IRE is the nation’s premiere professional organization for investigative journalists. The Sidney Hillman Foundation is proud to see so many of our past winners speaking at this prestigious event.

[Photo credit: Lindsay Beyerstein.]

#IRE12: Sidney Winner Cindy Chang

Cindy Chang, winner of the June Sidney Award for “Louisiana INCarcerated,” speaking on a panel about covering abuse in prisons at the Investigative Reporters and Editors conference in Boston. Louisiana has the highest incarceration rate in the nation. Chang and her colleagues at the Times-Picayune set out to understand why.

They found that Louisiana’s unique system of private prisons run by local sheriffs creates systemic pressures to keep incarceration rates sky-high. The sheriffs depend on the profits to finance law enforcement in their parishes and provide jobs for their constituents, but the prisons must be kept near 100% occupancy in order to make a profit. So, the sheriffs team up with “law and order” prosecutors to lobby for harsh sentencing guidlines and against prison reforms.

Investigative Reporters and Editors is the premiere professional conference for investigative journalists. We at Hillman were delighted to see so many Sidney winners speaking on panels.

"Louisiana INCarcerated" wins June Sidney Award

Louisiana locks up more people than any other state, nearly twice the national average. If it were a country, it would have the highest incarceration rate in the world. One in 86 Louisianans is behind bars, and one in every 14 black men from New Orleans is serving time.

Cindy Chang, Jan Moller, Jonathan Tilove, and John Simerman of the New Orleans Times-Picayune set out to explain why their state locks up so many people. Their Sidney-Award-winning series, Louisiana INCarcerated, explores the powerful institutional forces that interact to keep incarceration levels sky high. Louisiana is the only state where local sheriffs build and run prisons for profit.
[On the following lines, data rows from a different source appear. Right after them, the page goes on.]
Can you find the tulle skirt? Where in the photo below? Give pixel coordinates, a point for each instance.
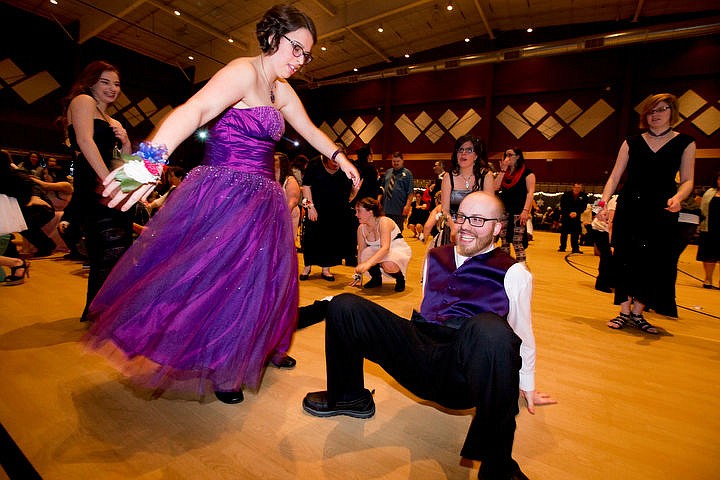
(208, 293)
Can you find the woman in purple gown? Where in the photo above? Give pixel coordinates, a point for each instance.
(208, 294)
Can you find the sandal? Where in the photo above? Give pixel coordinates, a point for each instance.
(619, 322)
(639, 322)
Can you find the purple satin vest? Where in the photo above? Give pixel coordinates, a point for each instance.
(477, 286)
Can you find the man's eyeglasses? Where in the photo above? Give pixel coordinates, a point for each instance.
(299, 51)
(659, 109)
(475, 221)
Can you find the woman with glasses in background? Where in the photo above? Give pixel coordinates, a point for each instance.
(647, 212)
(469, 172)
(516, 184)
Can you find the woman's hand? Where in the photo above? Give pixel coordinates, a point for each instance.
(352, 173)
(312, 214)
(533, 398)
(673, 204)
(121, 134)
(124, 199)
(38, 202)
(524, 216)
(362, 267)
(453, 230)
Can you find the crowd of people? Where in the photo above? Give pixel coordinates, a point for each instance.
(220, 244)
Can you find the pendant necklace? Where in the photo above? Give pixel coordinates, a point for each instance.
(661, 134)
(271, 86)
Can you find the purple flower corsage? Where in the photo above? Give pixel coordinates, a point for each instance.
(144, 166)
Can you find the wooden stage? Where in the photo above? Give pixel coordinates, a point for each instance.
(631, 405)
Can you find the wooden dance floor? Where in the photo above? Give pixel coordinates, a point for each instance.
(630, 405)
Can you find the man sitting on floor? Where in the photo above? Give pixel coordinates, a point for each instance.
(471, 345)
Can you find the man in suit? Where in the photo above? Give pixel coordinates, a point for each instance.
(471, 344)
(572, 204)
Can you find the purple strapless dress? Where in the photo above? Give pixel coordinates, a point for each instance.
(208, 293)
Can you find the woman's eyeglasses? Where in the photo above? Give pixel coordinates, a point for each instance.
(475, 221)
(299, 51)
(659, 109)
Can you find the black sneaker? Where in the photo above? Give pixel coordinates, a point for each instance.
(315, 403)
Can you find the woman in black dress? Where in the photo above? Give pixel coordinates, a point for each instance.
(647, 209)
(516, 184)
(94, 137)
(326, 240)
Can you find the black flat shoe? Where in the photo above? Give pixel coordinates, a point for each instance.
(230, 397)
(316, 404)
(286, 363)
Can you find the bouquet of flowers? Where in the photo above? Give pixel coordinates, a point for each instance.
(144, 166)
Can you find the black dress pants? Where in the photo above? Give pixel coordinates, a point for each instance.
(476, 365)
(570, 227)
(36, 217)
(605, 279)
(109, 235)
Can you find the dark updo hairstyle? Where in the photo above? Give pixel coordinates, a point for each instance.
(364, 153)
(278, 21)
(480, 167)
(652, 101)
(371, 205)
(88, 77)
(521, 158)
(715, 177)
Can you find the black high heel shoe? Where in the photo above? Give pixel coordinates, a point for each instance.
(230, 397)
(13, 279)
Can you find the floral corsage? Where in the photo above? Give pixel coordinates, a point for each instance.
(144, 166)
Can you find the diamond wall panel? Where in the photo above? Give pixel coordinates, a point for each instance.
(513, 122)
(592, 117)
(465, 124)
(371, 130)
(36, 87)
(534, 113)
(407, 128)
(708, 121)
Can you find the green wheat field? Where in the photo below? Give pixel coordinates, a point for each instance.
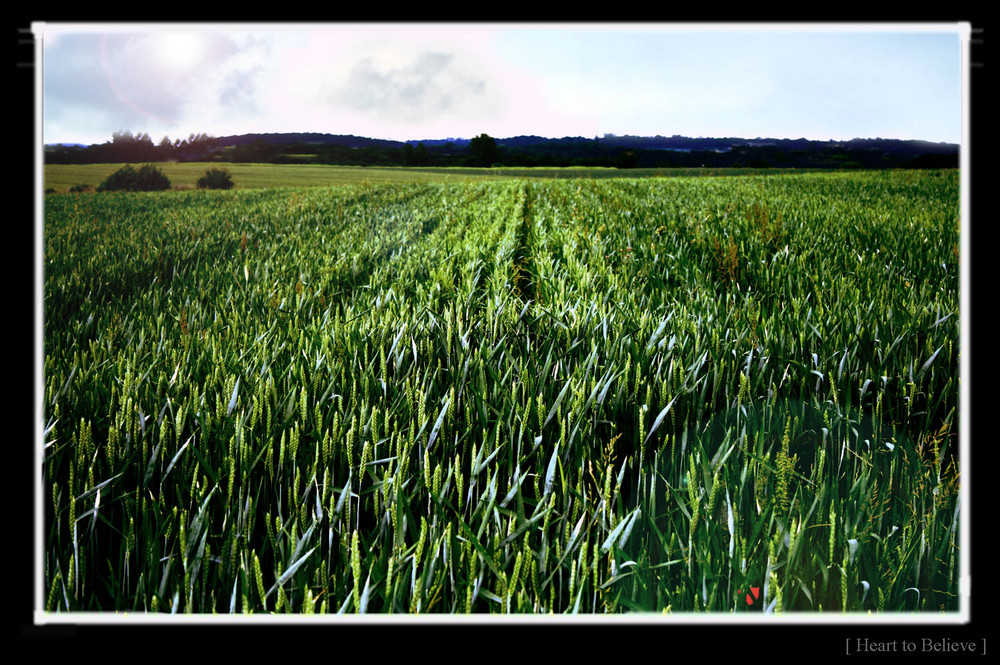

The state pays the sheriffs a per diem of $24.39 per prisoner, a fraction of what it spends to house prisoners in state facilities. The prisons provide jobs for the sheriffs’ constituents and their revenues fund local law enforcement. Not surprisingly, the sheriffs lobby fiercely for longer sentences. Without a steady influx of prisoners, their prisons will lose money.

This series paints an unflinching portrait of a justice system corrupted by the pursuit of profit.

Louisiana INCarcerated may be a swan song for The Times-Picayune, which announced yesterday that it wll be laying off a third of its workforce. The paper will soon cut back to three print editions a week, making New Orleans the largest U.S. city without a daily newspaper.

“The prison series was only possible because the newspaper invested tremendous time and resources,” special projects reporter Cindy Chang said, “Of course, we’re concerned that with major staff cuts and an emphasis on constant blogging, this may be our last project.”